Spectral density of fluctuations (white noise/delta-correlated process)

Question

Let I be the current flowing across some junction as a result of N charge carriers of charge q. And let $\langle I (t) \rangle$ be its average.

Assume a particle number distribution such that its fluctuation is given by $\langle (\Delta N)^2 \rangle=\langle N\rangle$.

So $\langle I\rangle = q \langle N \rangle$ and by definition of the correlation function $K_I(\tau)=\langle (\Delta I)^2 \rangle$ (where $\tau$ be the time difference $t' - t$) we have

$$ K_f(\tau)= q \langle I\rangle $$

Simplifying this comes from the fact that the charge carriers flow randomly and independently.
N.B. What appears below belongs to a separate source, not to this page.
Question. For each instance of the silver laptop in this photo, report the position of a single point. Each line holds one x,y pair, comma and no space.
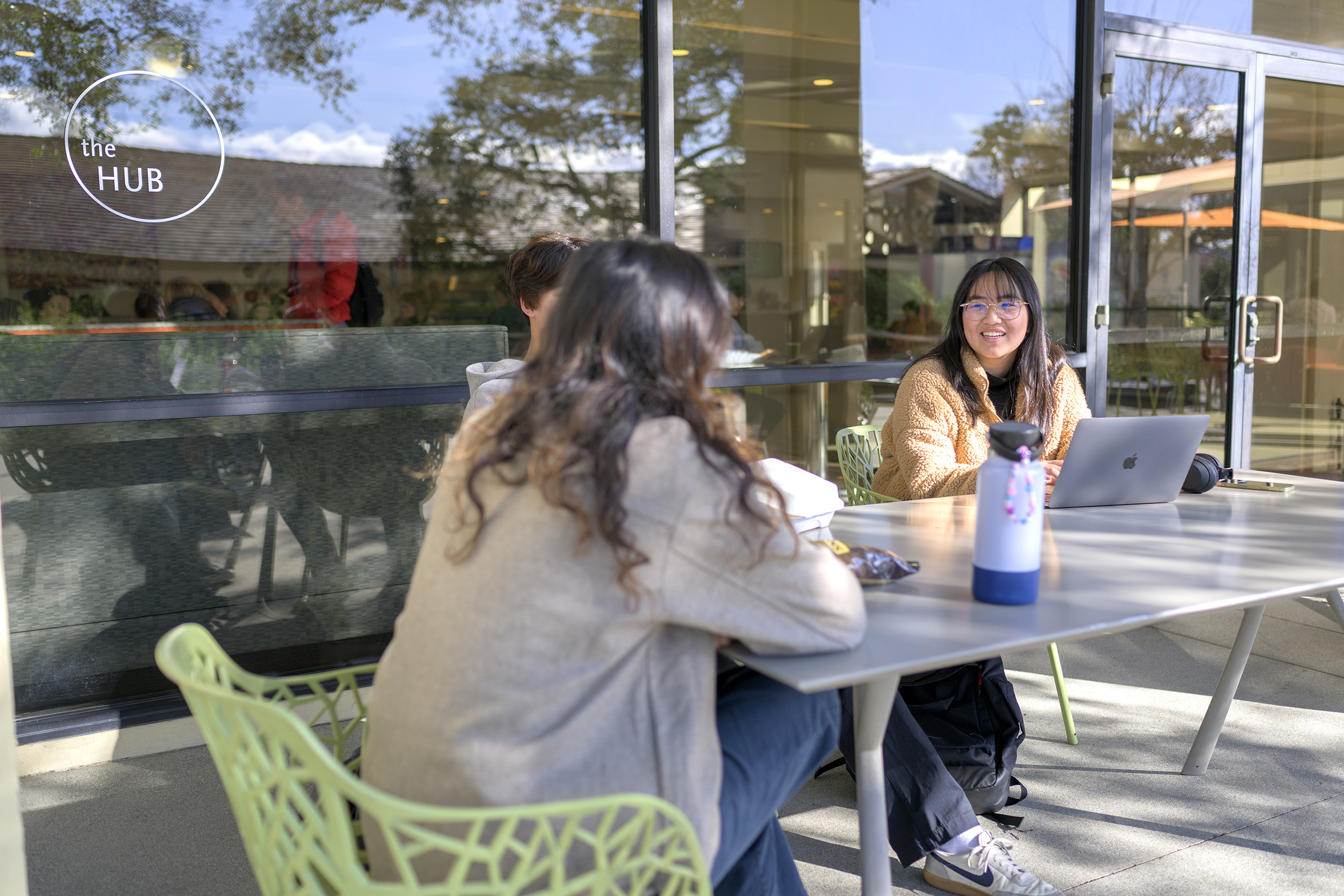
1128,460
So we use the following:

Let the spectral density of fluctuations be defined as the Fourier transform of the correlation function $K_f(\tau)$

$$ S_I(\omega) = \frac{1}{2\pi} \int_{- \infty}^{\infty} K_f(\tau) e^{i \omega \tau} d\tau $$

The random and independent nature of the system means that this is a delta-correlated process, where we have $S_f(\omega)= constant = S_f(0)$,

so that via an inverse fourier transform we have

\begin{eqnarray} K_I(\tau) &=& 2\pi S_I(0) \delta(\tau) \\ &=& 2 \pi \bigg(\frac{1}{2\pi} \int_{- \infty}^{\infty} K_f(\tau) e^{i 0 \tau} d\tau \bigg) \delta(\tau) \\ &=& \int_{- \infty}^{\infty} K_f(\tau) d\tau \delta(\tau) \\ &=& K_f(0) \delta(\tau) \\ \end{eqnarray}

I am trying to understand if this next step I take is legitimate:

Could I not rearrange the first line of the above equation to say

\begin{eqnarray} K_I(\tau) &=& 2\pi S_I(0) \delta(\tau) \\ q \langle I\rangle &=& 2\pi S_I(0) \delta(\tau) \\ \frac{q \langle I\rangle}{2\pi \delta(\tau)} &=& S_I(0) \end{eqnarray}

I hope this is more clear now.

My motivation behind the original question

if , for an average quantity $\langle I \rangle$, does

$$ \frac{\langle I \rangle}{\delta(\tau)} = I $$

Would $$S_I(\omega)=S_I(0)= \frac{q \langle I \rangle}{2 \pi \delta(\tau)}$$ or $$S_I(\omega)=S_I(0)= \frac{q \langle I \rangle}{\delta(\tau)}$$

is that I know the answer to be

$$ S_I = q I $$

with no average $\langle I \rangle$ or $2\pi$.

Answer 1

I believe that your definition of the correlation function is incorrect, and much confusion follows from there. If $I(t)$ is a random process (i.e. a variable randomly changing in time), then we can define:

• Average/mean: $\langle I(t)\rangle$
• Fluctuation (which is also a random process, but with zero mean): $\Delta I(t) = I(t) - \langle I(t)\rangle$
• Variance : $Var(I(t)) = \langle (\Delta I(t))^2\rangle$
• Correlation function: $K(t,t_1)=\langle \Delta I(t)\Delta I(t_1)\rangle$

In many situations the random process can be argued to be stationary, i.e. its moments, such as mean and variance, do not depend on time, whereas the correlation function depends only on the difference of times: $$ K(\tau) = \langle \Delta I(t+\tau)\Delta I(t)\rangle $$ Obviously variance is the value of correlation function at equal times or, for a stationary process: $$ Var(I) = K(0) = \langle(\Delta I)^2\rangle, $$ which is what the first equation in the original question should have been.